8On le voit, les « images de corruption et de décomposition » (p. 26) sont récurrentes chez Bloy. Dans une violente charge contre la presse publiée dans son pamphlet Le Pal, « La Grande vermine », il exprime l’état de l’esprit français de la fin du siècle en renvoyant au poème de Baudelaire « Une Charogne » (p. 117‑118). Plus loin il compare la France pourrie au lendemain de la défaite de 1870 au « […] cadavre de ce vieux sodomite empoisonné par son vice qu[’il vit] un jour porter en terre et qui déferlait sinistrement dans sa bière, avec un clapotis de futaille secouée et d’irrévélables suintements noirs !... » (p. 128). Rappelons que Bloy est l’auteur d’un pamphlet contre le xixe siècle intitulé Le siècle des charognes (1900), et que les images marquant l’angoisse de la pourriture abondent dans la littérature du temps, notamment chez Mirbeau et Jean Lorrain.
L’antonomase agonistique
9Le pamphlétaire maîtrise assurément l’art de la caricature et du portrait‑charge. Sous sa plume, le chroniqueur du Figaro Albert Wolff devient « l’hermaphrodite prussien » (p. 136), Edmond de Goncourt le « vieux dindon » (p. 105), et Zola, sa bête noire, « Le Crétin des Pyrénées » (p. 274). Bloy ne dédaigne pas de recourir à la physiognomonie qu’il fait servir à l’analyse littéraire, à propos de Joséphin Péladan ou de Renan par exemple qu’il va voir au Collège de France avant de recenser ses Souvenirs d’enfance et de jeunesse (p. 77).

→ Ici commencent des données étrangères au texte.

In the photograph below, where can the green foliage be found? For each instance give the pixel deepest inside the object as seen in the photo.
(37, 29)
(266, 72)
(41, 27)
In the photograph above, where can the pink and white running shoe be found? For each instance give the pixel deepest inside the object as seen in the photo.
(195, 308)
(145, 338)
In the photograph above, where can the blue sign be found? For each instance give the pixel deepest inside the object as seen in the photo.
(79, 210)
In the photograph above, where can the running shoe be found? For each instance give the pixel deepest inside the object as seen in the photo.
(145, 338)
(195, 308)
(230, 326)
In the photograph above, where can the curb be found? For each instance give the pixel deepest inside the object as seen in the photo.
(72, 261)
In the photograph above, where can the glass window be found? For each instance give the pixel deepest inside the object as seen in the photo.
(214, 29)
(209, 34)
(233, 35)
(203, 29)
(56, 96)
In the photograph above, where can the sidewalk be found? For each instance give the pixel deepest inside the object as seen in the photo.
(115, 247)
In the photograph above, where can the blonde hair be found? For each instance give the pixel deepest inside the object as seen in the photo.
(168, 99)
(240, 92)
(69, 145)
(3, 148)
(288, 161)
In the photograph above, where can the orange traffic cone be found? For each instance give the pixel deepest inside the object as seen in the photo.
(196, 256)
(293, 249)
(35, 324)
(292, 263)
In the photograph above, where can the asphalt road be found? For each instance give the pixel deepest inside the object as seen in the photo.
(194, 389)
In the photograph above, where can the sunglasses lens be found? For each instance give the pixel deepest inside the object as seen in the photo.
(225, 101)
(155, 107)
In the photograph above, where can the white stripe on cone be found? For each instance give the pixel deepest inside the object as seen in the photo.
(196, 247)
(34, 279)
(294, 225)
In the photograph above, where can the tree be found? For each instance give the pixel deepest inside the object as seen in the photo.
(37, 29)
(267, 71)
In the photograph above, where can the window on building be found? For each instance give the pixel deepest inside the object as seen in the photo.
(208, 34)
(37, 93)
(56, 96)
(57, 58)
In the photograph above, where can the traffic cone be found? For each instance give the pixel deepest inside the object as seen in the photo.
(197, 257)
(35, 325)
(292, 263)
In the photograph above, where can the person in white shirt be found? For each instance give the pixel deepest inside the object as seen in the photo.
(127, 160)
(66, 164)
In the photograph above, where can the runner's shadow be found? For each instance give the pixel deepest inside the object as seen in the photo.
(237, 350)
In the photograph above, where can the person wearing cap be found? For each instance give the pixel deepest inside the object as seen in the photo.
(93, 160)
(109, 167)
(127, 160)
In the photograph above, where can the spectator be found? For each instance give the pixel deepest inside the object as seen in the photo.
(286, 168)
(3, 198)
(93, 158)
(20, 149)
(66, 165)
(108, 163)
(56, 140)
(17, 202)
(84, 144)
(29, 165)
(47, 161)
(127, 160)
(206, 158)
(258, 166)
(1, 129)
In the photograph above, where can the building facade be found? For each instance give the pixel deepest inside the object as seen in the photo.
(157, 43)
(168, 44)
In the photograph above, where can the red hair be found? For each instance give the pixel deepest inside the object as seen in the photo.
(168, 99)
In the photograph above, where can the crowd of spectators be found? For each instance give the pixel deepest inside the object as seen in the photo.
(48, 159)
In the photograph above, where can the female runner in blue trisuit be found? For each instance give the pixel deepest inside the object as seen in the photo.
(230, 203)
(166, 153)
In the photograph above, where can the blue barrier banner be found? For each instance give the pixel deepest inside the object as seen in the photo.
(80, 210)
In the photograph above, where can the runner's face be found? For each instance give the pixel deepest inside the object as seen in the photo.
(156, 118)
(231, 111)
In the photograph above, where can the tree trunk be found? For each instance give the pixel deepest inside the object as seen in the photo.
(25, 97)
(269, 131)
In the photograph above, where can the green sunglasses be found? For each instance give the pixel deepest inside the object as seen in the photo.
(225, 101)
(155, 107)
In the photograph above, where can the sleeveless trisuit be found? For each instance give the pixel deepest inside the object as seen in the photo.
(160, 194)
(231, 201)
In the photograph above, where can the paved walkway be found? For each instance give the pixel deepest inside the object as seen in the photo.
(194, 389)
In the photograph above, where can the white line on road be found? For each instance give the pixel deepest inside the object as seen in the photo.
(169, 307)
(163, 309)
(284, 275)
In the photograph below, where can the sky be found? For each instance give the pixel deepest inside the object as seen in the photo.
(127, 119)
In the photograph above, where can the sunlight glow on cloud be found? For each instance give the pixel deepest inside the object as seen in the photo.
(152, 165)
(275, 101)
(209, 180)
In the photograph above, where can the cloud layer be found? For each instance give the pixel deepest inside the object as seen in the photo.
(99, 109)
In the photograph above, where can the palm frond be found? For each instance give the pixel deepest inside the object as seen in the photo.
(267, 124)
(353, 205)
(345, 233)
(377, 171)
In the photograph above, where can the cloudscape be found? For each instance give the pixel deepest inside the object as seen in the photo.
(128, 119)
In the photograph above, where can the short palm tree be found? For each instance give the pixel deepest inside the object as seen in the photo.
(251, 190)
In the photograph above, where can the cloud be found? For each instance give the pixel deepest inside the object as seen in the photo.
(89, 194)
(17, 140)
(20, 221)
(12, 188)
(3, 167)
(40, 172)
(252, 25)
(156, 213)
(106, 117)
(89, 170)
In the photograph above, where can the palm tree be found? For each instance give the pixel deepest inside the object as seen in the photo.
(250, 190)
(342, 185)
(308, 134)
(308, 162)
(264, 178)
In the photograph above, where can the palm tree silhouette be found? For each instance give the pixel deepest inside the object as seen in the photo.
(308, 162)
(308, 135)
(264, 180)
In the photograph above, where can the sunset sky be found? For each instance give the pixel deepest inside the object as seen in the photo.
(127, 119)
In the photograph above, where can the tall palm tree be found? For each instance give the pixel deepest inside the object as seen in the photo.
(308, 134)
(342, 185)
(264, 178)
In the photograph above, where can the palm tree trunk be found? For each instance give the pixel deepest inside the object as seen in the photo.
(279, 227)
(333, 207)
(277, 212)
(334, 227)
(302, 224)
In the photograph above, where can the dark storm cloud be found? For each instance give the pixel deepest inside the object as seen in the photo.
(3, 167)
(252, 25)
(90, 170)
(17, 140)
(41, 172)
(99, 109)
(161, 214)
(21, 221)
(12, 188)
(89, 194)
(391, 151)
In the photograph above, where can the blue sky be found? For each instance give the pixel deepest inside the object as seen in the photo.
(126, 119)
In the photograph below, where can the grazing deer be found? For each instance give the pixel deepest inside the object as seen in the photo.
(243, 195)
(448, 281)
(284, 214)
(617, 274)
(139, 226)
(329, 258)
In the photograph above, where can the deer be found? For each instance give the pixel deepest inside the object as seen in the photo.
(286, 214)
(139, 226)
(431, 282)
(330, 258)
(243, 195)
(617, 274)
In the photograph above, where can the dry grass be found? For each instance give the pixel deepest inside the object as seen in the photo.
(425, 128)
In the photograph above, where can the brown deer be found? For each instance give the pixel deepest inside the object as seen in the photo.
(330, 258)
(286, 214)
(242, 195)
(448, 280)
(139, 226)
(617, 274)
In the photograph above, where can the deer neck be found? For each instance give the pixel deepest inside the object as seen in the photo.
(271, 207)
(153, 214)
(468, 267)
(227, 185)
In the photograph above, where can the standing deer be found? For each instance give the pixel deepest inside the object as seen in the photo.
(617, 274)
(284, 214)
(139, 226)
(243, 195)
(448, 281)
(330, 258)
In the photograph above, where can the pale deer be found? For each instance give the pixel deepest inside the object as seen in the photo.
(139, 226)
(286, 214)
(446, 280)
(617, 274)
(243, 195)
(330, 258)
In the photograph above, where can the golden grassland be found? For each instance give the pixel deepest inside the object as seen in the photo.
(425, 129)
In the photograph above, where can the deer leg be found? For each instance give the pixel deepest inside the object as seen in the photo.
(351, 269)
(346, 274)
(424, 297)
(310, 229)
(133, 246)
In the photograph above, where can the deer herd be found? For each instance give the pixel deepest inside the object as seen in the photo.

10À côté de ces éructations, on trouve ponctuellement des considérations réflexives sur l’écriture pamphlétaire. Comment faire, en effet, pour insulter davantage ? Dans un article au titre explicite, « L’Art de déplaire ou le scalp en littérature », Bloy se souvient de Lord Byron, qui, « […] dans son Childe Harold, déplore son impuissance. Il voudrait que tout son mépris, toutes ses colères, toutes ses douleurs pussent tenir dans un seul mot qui serait la foudre, afin de prononcer ce mot. Voilà l’idéal. » (p. 84). Même idée quelques mois plus tard : « Mettre toute la vie et tous les sentiments possibles de la vie dans un seul mot qui vaudrait la foudre et prononcer ensuite ce mot, voilà ce que voulut Byron toute sa vie […] » (p. 102).
***
11Ce fantasme d’une insulte synthétique, absolue, totale, il se peut que Bloy l’ait réalisé, à sa façon. Ainsi, dans « La Grande vermine », le nom de l’ennemi, ici Albert Wolff, est répété avec une telle insistance que ce nom apparaît comme le comble de l’insulte. De la même façon qu’on dit un Hercule pour « un homme fort », le pamphlétaire suggère par ce procédé qu’on pourrait dire, par exemple, un Albert Wolff pour exprimer le comble de l’abjection. Il s’agit là d’une forme spéciale d’antonomase qu’on pourrait appeler l’antonomase agonistique.